Notre Dame Getting Defensive
Photo courtesy of USA Today
"Talking about Notre Dame again Gallagher?" Yes. Yes I am.
The Irish are 4-0 this season, their best start in 10 years. Week one opened with a trip to Dublin, Ireland where the Irish swabbed the deck of the Midshipmen 50-10. What some can call jet lag and the young, freshman quarterback Everett Golson needing Tommy Rees to lead the offense down the field to set up a game winning field goal in a 20-17 win over Purdue. A game in East Lansing where the Irish kept Michigan State running back Le'veon Bell out of the endzone, only giving up a field goal. Last nights second annual under the lights game in South Bend saw the Irish defense create six turnovers on the Michigan offense in a close 13-6 victory.
They're not pretty wins. If you are a fan of Notre Dame, or you are one of the many who watch, hoping the Irish crash and burn, you're used to seeing it. Sure the Irish offense is in a situation where a bye week will consist of talk of a quarterback controversy between Golson and Rees. While every writer, analyst and blogger will focus on that, how about giving some props to the Notre Dame defense.
The Irish defense, who has held opponents to an average of 9 points per game through their first four games, has played a big role in the last two victories for Notre Dame. Stopping the Spartans and then holding down the fort while Golson and the offense struggled against Michigan, the Irish defense has made noise this season that has not been heard in a long time.
Over the past several years, and under several different head coaches, the defense always took a back seat to the offensive mindsets of Tyrone Willingham and especially Charlie Weis. Under Weis, The Irish gave up an average of 24.6 points per game is shorter than expected tenure at Notre Dame. Since Brian Kelly has come in, Notre has shown some improvement on the defensive side of the ball. Last season, they gave up an average of 20.7 points per game and gave up 33 touchdowns. This season, only 3 through the first four games.
How has Notre Dame been able to play better defense? Well, you have to give credit to senior linebacker Manti Te'o. Te'o has played exceptionally well during the first four weeks of the season. Week three was met with tragedy when Te'o's grandmother passed away and hours later, his girlfriend passed after battling leukemia leading up to the matchup at Michigan State. Te'o played one of his best games in his college football career and then topped it with two interceptions against Denard Robinson and Michigan.

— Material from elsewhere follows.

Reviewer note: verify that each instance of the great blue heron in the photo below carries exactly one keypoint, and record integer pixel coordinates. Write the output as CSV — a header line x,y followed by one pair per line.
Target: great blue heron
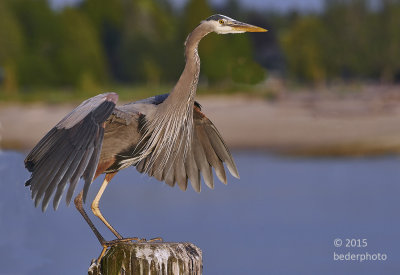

The Irish front seven deserves our recognition as well. Stephon Tuitt and Louis Nixx, who wear numbers that don't normally match their positions on the line (they're #7 and #9 respectably), have helped contribute to a stronger run defense. Bennett Jackson has three of the eight Irish interceptions this year.
OK, now about the Achilles heel of the defense, the secondary. They haven't been challenged as much to start the season. Despite that, they have held their own and Jackson has a few picks to provide some credentials. Tougher tests from Stanford, Oklahoma and USC will come about, so they will get their turn.